Tonight, the GOP is facing the abyss.
Sometimes, a political party faces an identity-altering choice. The Democrats did in 1948, when the growing power of the black vote in the North led to the party’s nominating Harry Truman, who had offended Southern sensibilities by integrating the armed services by executive order, and adopting a plank supporting civil rights in its 1948 presidential platform. That was the year when southern white Democrats formed the short-lived Dixiecrat Party and the Democrats lost the deep South states for the first time since the Civil War.
When the Democratic Party continued to turn away from segregationist whites and enacted civil rights acts in 1964 and 1965, LBJ said presciently that those actions would cost the party the South for a generation. He was right and more than right. The GOP capitalized on this with Richard Nixon’s “Southern Strategy.”

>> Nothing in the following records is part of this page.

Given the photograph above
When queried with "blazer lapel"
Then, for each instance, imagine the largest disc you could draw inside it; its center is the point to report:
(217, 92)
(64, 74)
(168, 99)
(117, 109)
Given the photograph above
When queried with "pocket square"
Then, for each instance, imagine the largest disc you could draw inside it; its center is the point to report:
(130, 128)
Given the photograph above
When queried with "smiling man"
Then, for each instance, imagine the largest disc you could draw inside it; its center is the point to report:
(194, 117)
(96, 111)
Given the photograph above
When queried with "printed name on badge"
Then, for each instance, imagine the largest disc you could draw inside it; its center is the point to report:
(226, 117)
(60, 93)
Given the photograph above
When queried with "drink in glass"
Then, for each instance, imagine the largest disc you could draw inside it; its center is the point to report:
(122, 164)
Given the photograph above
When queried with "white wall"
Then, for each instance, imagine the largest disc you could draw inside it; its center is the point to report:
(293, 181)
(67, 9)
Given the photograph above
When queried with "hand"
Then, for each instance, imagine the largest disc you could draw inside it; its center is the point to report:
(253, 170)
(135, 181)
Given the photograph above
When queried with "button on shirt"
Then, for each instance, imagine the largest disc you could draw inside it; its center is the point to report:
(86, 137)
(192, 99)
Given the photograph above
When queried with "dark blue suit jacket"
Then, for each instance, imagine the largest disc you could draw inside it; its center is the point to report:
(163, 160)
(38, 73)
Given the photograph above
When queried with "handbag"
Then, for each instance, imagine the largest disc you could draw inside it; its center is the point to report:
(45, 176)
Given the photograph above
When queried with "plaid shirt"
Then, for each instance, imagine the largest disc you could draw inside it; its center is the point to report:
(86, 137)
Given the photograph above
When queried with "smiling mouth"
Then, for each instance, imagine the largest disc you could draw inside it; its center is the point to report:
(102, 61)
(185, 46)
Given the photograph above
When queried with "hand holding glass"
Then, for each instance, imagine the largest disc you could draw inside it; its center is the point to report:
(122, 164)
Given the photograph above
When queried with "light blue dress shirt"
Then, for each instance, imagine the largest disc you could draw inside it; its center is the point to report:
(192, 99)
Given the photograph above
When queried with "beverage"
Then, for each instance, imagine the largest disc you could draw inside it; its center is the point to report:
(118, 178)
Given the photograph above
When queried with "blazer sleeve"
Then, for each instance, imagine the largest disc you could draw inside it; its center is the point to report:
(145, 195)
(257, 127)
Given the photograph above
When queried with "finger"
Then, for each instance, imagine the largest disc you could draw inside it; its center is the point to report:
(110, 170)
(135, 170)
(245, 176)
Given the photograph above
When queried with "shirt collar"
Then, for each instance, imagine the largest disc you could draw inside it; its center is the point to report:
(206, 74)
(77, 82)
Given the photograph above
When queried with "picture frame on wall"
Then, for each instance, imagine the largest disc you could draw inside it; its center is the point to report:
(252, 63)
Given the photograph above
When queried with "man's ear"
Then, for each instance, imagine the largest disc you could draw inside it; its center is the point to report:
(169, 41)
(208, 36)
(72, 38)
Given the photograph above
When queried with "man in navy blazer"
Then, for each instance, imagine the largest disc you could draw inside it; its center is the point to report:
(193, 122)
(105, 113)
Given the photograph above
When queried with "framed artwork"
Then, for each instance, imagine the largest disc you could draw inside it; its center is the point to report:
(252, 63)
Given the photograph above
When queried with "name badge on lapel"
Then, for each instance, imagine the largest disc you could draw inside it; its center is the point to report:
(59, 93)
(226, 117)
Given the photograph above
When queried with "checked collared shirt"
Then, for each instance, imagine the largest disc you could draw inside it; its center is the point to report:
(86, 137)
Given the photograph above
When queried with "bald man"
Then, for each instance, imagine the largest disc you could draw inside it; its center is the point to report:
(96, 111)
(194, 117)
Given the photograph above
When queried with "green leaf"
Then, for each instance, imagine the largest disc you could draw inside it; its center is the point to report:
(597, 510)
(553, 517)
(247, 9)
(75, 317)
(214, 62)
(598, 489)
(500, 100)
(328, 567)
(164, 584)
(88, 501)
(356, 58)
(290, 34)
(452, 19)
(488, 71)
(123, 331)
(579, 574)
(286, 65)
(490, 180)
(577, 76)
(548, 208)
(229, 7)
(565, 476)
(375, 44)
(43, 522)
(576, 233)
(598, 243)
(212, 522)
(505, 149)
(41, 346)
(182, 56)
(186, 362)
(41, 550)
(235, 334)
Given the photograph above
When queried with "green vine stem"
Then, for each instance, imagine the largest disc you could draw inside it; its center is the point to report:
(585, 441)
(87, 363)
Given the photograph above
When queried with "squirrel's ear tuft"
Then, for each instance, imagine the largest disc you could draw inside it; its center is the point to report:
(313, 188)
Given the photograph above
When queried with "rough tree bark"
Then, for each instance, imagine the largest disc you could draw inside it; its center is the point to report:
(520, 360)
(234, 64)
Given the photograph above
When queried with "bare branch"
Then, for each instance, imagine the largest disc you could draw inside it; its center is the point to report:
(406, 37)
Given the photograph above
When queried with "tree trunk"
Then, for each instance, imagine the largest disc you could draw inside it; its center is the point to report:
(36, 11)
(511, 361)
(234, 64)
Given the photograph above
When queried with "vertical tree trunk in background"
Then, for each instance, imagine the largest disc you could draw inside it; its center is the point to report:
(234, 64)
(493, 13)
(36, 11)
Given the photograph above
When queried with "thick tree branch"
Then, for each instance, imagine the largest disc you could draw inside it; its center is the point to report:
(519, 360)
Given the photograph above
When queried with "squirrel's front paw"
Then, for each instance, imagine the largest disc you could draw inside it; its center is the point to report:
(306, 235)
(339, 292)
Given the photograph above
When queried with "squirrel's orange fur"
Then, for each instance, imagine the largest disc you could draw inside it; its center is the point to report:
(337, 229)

Today, thanks to the tape of Trump’s unrestrained, supremely vulgar and offensive comments about women, the Republican Party may be facing a similar identify-altering choice. The party has been accused of conducting a war on women for years, thanks to its retrograde policies concerning abortion; Trump already was losing to Clinton among women by a large margin.
Women constitute more than half of the electorate. The existential question the videotape presents to the GOP is this: if Trump continues to be the GOP nominee and if Republican leaders like Ryan, McConnell, and other officeholders continue to endorse him, will the Republican Party lose women for a generation?
The GOP is facing the abyss — and the abyss is looking back.